3. [Ans to Q3]: PLLay and DECT are most closely related works to ours, as they are the only prior works that address differentiability with respect to the layer input, enabling backpropagation through the layer. In contrast, PersLay introduces a framework for learning vectorizations of persistence diagrams within a deep learning context, but does not support backpropagation through the layer.

4. [Ans to Q4]: This is a good point. The compromise in connectivity information is discussed in the context of DECT [2], where the authors directly applied the height filtration to MNIST and ModelNet point clouds by simply counting the number of points above or below a hyperplane. While we find your suggested method plausible, it seems more aligned with applying the height filtration to a graph or mesh derived from a point cloud, rather than directly to the point cloud itself. Furthermore, the ECC from the non-vanilla Vietoris-Rips filtration as you suggested might be able to use the connectivity information fully, though it still suffers from noise, in particular to outliers, as we have explained in Ans to Q2.

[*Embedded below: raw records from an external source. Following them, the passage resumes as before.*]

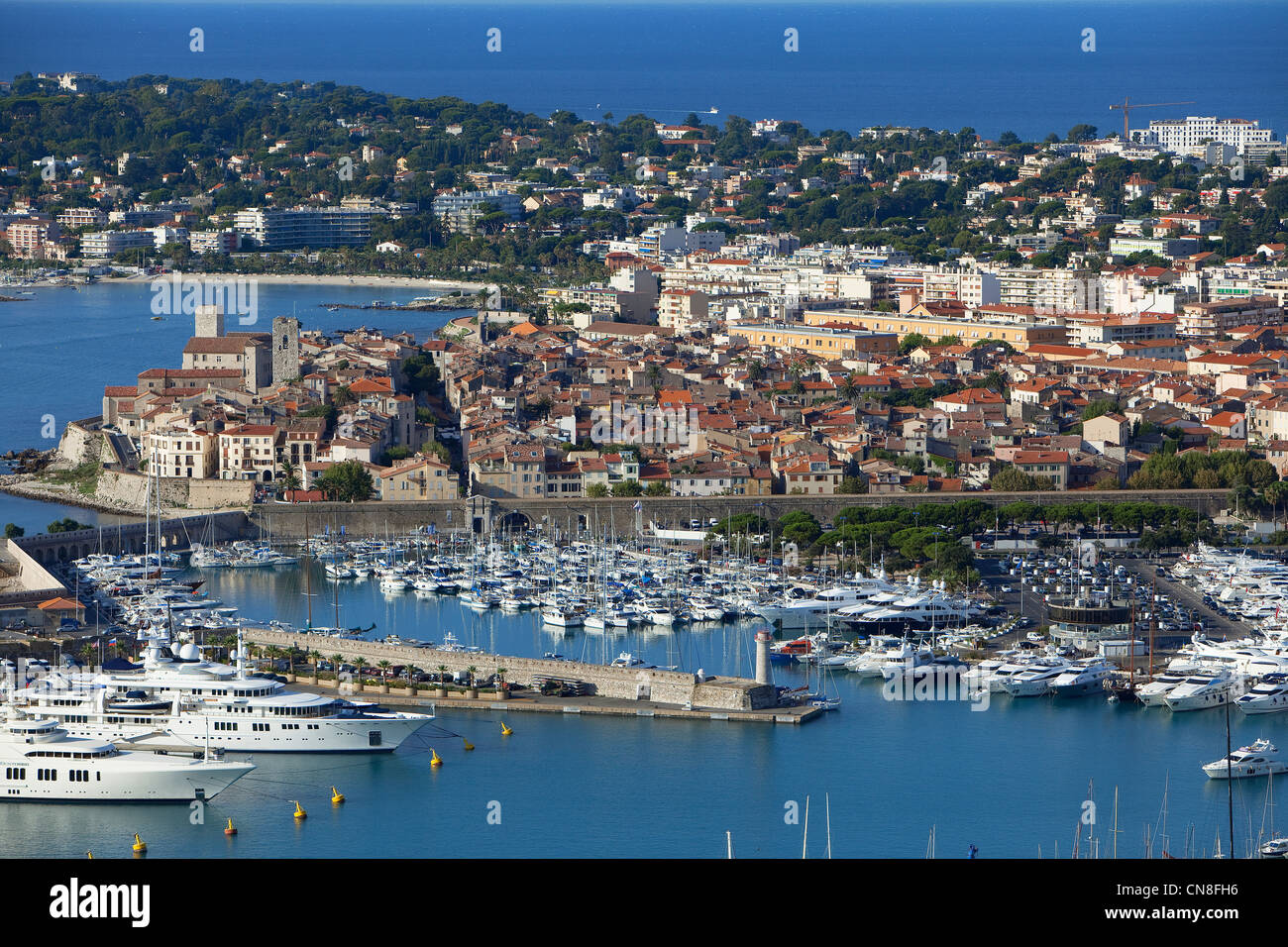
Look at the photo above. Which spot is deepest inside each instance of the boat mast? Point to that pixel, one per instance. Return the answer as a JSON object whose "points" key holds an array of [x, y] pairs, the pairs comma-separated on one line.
{"points": [[805, 840], [1229, 779]]}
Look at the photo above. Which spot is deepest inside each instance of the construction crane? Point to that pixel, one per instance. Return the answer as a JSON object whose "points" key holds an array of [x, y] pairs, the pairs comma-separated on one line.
{"points": [[1126, 107]]}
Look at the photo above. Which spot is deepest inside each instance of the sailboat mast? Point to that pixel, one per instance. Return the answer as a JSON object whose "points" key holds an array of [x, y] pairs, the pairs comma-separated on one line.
{"points": [[805, 840], [1229, 779]]}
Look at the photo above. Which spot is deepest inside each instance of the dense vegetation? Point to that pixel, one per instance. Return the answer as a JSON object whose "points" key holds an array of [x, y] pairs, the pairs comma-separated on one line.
{"points": [[181, 138]]}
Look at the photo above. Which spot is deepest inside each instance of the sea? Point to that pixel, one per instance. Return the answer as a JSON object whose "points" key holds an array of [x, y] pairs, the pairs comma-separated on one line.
{"points": [[1013, 780], [993, 65], [880, 779]]}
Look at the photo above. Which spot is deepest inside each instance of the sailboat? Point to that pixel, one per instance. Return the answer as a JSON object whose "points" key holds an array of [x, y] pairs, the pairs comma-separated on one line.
{"points": [[820, 698]]}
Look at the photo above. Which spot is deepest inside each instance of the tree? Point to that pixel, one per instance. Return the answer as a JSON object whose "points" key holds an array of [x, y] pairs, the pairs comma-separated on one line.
{"points": [[1100, 406], [348, 482]]}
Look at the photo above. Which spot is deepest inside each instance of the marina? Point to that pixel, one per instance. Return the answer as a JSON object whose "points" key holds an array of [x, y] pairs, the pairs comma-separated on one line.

5. [Ans to Q5]: Thank you for bringing this to our attention. We have addressed this in our revised paper to ensure clarity and avoid any potential confusion.

6. [Ans to Q6]: Yes, a naive and convenient way of setting the interval would be to assign $T_{min}$ and $T_{max}$ as the the minimum and maximum of the possible filtration values, respectively. Alternatively, one could select $[T_{min}, T_{max}]$ as a tighter interval within the range of possible filtration values, focusing on regions of the filtration that contain meaningful topological and geometrical information. Such an interval can be identified via hyperparameter search, or chosen intuitively by examining the ECC computed for some data. We have included a discussion on this topic in Appendix H of the revised manuscript.

7. [Ans to Q7] Thank you for this insightful question. As you pointed out, given the discretized interval, the vectorized ECCs are not able to capture cycles that are born and perished between $t_i$ and $t_{i+1}$. However, cycles with very short life spans are often insignificant (noisy) generators. Therefore, excessively dense discretization may not be beneficial, as including numerous small, noisy generators in the learning process can lead to increased variance. (please refer to the illustration provided in Figure 6 of the revised manuscript.) On the other hand, the discretization should also avoid being overly sparse, as this could compromise the ability to capture essential global features. Determining the optimal choice of discretizing bins is a non-trivial task, which we do not address in the current study. However, as demonstrated in our simulations, standard data-driven heuristics, such as cross-validation or a simple grid search, can be employed to select an appropriate value for $v$ that effectively balances the aforementioned trade-offs. Also importantly, avoiding excessively fine discretization is essential to prevent overly loose stability bounds in Proposition 5.1. We make this clear in our revised manuscript.